2.3Im Übrigen sei darauf hingewiesen, dass der Beschwerdeführer vor dem Strafbefehl vom 15. Januar 2016 am 7. Mai 2015 bereits eine Übertretungsanzeige sowie am 9. Juli 2015 eine Zahlungserinnerung erhalten hat. Auf den jeweiligen Schreiben wird unter anderem explizit darauf hingewiesen, dass für den Fall, dass die angeschriebene Person die Übertretung nicht selbst begangen hat, dieser Umstand unter Mitteilung der Personalien des Lenkers der Kantonspolizei offen gelegt werden muss. Erfolge dies nicht, sei die Ordnungsbusse durch den Fahrzeughalter zu bezahlen (Art. 6 Ordnungsbussengesetz, SR 741.03). Der Beschwerdeführer hatte demnach mehrfach Gelegenheit, den Umstand, dass er selbst nicht gefahren ist, den Behörden mitzuteilen.

2.4Mit dem Ablauf der Einsprachefrist ist der Strafbefehl rechtskräftig geworden. Die Vorinstanz ist zu Recht nicht auf die Einsprache eingetreten.

3.

Die Beschwerde wird, wie oben ausgeführt, abgewiesen.

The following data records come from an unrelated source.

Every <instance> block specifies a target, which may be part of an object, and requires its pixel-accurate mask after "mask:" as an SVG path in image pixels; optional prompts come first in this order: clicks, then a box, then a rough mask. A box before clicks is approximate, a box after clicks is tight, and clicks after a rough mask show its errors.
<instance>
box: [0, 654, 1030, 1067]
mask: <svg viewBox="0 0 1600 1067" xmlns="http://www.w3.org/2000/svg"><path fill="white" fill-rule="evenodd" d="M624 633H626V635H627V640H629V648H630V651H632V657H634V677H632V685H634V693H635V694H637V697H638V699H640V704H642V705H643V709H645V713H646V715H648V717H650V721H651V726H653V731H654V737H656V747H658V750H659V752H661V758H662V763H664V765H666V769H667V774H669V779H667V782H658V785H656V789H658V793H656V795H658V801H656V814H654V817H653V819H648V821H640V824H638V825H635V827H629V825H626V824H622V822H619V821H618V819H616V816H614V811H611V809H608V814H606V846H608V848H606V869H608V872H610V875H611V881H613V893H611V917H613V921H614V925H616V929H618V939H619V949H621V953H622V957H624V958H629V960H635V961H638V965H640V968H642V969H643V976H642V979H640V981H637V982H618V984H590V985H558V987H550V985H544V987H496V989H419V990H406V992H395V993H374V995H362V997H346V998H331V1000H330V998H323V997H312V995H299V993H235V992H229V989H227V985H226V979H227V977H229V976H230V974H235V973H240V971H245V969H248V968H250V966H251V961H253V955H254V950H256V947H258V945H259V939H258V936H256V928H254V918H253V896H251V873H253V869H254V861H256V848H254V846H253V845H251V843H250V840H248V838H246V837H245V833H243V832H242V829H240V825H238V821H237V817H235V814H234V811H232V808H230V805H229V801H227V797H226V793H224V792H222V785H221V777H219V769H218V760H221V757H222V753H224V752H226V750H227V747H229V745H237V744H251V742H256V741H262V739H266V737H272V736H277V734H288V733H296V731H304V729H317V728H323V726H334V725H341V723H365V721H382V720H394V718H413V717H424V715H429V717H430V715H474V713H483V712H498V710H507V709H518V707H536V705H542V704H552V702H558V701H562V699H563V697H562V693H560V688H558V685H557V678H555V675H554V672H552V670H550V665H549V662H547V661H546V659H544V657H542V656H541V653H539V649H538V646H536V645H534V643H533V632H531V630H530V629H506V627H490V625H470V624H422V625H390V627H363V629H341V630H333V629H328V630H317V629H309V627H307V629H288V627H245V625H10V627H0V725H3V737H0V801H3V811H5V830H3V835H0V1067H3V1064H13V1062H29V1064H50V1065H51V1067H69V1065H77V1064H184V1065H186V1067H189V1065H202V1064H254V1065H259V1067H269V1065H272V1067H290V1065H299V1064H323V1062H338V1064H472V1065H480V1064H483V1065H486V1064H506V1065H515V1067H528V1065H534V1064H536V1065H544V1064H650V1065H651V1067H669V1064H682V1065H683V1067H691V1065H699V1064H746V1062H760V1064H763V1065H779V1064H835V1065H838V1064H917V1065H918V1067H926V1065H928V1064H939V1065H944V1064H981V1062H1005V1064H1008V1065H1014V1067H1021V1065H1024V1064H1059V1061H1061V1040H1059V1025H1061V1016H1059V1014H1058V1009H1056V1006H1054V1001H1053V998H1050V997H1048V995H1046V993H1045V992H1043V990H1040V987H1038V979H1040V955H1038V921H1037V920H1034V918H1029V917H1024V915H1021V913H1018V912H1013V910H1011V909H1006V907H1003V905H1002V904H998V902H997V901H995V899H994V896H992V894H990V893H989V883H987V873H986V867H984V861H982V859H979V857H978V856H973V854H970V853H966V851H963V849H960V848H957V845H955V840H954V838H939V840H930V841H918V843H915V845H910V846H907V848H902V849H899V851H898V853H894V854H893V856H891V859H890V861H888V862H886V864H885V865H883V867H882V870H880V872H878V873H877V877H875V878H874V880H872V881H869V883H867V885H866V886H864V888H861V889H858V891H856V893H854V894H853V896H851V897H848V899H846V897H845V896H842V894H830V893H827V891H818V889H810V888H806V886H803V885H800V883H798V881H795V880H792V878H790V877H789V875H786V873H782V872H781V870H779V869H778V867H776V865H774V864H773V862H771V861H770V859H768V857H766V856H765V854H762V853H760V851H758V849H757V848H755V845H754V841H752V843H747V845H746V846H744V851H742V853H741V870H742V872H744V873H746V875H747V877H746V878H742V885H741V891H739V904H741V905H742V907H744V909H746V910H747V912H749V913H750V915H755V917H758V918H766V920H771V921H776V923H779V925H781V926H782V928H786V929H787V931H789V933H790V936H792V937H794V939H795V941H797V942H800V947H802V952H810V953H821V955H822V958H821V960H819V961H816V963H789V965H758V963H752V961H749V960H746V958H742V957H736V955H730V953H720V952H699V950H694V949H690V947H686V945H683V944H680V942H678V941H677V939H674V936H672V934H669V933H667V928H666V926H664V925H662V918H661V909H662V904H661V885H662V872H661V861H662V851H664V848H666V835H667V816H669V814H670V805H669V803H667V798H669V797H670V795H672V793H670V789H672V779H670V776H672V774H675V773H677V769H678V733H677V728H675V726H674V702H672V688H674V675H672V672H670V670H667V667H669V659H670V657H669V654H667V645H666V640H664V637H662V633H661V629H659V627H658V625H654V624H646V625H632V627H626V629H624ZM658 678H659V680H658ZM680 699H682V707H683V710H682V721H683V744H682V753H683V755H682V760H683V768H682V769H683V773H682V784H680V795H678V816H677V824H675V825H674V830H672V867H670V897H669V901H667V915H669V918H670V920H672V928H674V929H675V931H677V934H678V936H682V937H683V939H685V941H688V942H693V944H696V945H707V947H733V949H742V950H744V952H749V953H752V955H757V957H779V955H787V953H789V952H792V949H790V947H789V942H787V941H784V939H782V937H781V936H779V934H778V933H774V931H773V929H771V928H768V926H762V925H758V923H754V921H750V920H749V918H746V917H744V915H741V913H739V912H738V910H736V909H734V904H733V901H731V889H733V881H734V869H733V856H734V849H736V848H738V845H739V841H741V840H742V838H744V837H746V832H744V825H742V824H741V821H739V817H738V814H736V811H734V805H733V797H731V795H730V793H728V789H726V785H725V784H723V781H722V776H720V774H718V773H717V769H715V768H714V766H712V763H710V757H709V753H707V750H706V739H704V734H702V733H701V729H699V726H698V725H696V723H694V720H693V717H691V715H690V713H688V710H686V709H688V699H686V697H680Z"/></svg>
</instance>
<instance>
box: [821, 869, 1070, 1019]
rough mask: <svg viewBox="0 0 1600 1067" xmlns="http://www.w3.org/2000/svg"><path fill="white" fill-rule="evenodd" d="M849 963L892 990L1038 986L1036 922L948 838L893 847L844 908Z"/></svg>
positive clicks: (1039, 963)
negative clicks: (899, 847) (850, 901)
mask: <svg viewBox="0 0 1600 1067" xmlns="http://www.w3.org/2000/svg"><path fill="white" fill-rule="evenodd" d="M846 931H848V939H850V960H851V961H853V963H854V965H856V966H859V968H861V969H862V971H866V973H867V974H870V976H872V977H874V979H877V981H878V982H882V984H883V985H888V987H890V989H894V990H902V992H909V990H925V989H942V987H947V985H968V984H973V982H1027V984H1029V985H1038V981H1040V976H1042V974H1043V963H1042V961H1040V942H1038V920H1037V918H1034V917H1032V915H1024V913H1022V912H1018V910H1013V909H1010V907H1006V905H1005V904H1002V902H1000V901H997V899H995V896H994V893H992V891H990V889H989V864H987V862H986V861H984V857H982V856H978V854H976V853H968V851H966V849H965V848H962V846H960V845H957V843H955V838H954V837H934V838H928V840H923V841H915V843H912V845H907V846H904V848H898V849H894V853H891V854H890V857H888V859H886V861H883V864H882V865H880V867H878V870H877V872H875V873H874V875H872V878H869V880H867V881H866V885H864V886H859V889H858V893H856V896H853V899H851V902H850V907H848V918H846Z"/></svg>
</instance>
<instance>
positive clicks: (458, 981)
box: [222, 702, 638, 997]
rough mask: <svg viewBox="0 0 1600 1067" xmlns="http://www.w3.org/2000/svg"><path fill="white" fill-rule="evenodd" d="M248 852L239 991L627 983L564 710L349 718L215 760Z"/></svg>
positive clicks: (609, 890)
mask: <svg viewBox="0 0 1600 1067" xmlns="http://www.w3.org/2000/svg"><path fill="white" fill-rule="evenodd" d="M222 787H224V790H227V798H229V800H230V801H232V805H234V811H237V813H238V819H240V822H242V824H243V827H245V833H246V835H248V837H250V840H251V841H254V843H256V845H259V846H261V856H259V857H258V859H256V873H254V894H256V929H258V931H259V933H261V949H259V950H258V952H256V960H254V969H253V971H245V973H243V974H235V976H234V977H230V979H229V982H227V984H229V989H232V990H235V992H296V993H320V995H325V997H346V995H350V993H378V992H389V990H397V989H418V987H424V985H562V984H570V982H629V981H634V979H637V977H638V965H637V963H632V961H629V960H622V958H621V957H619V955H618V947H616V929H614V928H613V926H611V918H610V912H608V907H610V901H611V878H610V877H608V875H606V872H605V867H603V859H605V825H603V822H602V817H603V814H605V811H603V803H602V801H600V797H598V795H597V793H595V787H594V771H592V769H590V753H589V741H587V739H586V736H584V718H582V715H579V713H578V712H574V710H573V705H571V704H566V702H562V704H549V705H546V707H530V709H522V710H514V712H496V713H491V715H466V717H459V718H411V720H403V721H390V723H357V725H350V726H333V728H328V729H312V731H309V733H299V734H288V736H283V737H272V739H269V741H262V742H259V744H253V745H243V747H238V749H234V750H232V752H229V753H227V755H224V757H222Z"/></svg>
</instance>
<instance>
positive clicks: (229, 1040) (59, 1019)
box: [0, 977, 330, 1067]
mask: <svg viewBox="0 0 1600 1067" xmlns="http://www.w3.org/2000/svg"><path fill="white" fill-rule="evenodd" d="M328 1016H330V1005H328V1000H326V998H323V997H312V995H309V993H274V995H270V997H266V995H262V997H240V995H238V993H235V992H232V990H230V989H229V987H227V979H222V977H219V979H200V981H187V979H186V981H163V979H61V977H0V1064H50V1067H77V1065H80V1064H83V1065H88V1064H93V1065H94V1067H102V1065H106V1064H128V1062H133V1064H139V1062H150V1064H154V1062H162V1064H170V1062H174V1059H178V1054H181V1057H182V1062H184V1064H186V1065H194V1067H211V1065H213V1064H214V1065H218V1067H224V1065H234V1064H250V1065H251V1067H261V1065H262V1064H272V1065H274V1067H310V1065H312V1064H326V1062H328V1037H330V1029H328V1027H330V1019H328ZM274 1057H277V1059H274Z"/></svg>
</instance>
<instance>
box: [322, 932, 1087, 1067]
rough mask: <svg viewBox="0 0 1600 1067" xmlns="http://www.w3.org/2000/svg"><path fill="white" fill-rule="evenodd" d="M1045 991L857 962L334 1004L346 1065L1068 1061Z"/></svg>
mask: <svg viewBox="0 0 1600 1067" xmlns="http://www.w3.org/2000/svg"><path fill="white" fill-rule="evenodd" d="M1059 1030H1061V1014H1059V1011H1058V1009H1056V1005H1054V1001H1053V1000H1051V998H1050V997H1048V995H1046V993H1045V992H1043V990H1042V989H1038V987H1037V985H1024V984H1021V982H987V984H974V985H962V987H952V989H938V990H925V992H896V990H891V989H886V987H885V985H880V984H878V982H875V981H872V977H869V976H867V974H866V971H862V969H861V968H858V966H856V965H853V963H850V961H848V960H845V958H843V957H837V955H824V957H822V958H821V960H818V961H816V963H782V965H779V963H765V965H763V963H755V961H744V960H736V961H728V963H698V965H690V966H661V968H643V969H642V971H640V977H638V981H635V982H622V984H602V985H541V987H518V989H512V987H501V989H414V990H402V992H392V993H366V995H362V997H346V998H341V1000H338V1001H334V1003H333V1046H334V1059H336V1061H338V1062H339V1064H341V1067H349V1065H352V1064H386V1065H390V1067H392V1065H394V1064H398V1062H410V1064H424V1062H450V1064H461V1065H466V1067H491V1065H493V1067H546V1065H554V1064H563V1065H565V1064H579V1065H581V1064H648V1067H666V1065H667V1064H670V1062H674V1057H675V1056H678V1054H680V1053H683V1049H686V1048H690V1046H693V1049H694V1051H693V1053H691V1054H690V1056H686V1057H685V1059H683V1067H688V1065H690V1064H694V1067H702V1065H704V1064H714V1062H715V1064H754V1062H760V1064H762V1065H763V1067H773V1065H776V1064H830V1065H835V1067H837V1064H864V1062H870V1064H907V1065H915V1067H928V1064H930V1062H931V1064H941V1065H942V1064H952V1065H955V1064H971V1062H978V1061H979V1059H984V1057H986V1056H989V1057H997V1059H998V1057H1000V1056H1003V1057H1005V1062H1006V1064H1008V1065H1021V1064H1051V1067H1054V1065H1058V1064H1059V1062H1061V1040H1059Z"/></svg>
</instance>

Bei diesem Ausgang des Verfahrens hat der Beschwerdeführer als unterliegende Partei dessen Kosten mit einer Gebühr von CHF 300.– zu tragen (Art. 428 Abs. 1 StPO).

Demgemäss erkennt das Einzelgericht:

://:        Die Beschwerde wird abgewiesen.

Der Beschwerdeführer trägt die Kosten des Verfahrens mit einer Gebühr von CHF 300.–.

Mitteilung an:

Beschwerdeführer

Staatsanwaltschaft Basel-Stadt

Strafgericht Basel-Stadt

Justiz- und Sicherheitsdepartement, Finanzen und Controlling

APPELLATIONSGERICHT BASEL-STADT

Der Präsident                                                            Die Gerichtsschreiberin

Rechtsmittelbelehrung

Gegen diesen Entscheid kann unter den Voraussetzungen von Art. 78 ff. des Bundesgerichtsgesetzes (BGG) innert 30 Tagen seit schriftlicher EröffnungBeschwerde in Strafsachenerhoben werden. Die Beschwerdeschrift muss spätestens am letzten Tag der Frist beim Bundesgericht (1000 Lausanne 14) eingereicht oder zu dessen Handen der Schweizerischen Post oder einer diplomatischen oder konsularischen Vertretung der Schweiz im Ausland übergeben werden (Art. 48 Abs. 1 BGG). Für die Anforderungen an den Inhalt der Beschwerdeschrift wird auf Art. 42 BGG verwiesen. Über die Zulässigkeit des Rechtsmittels entscheidet das Bundesgericht.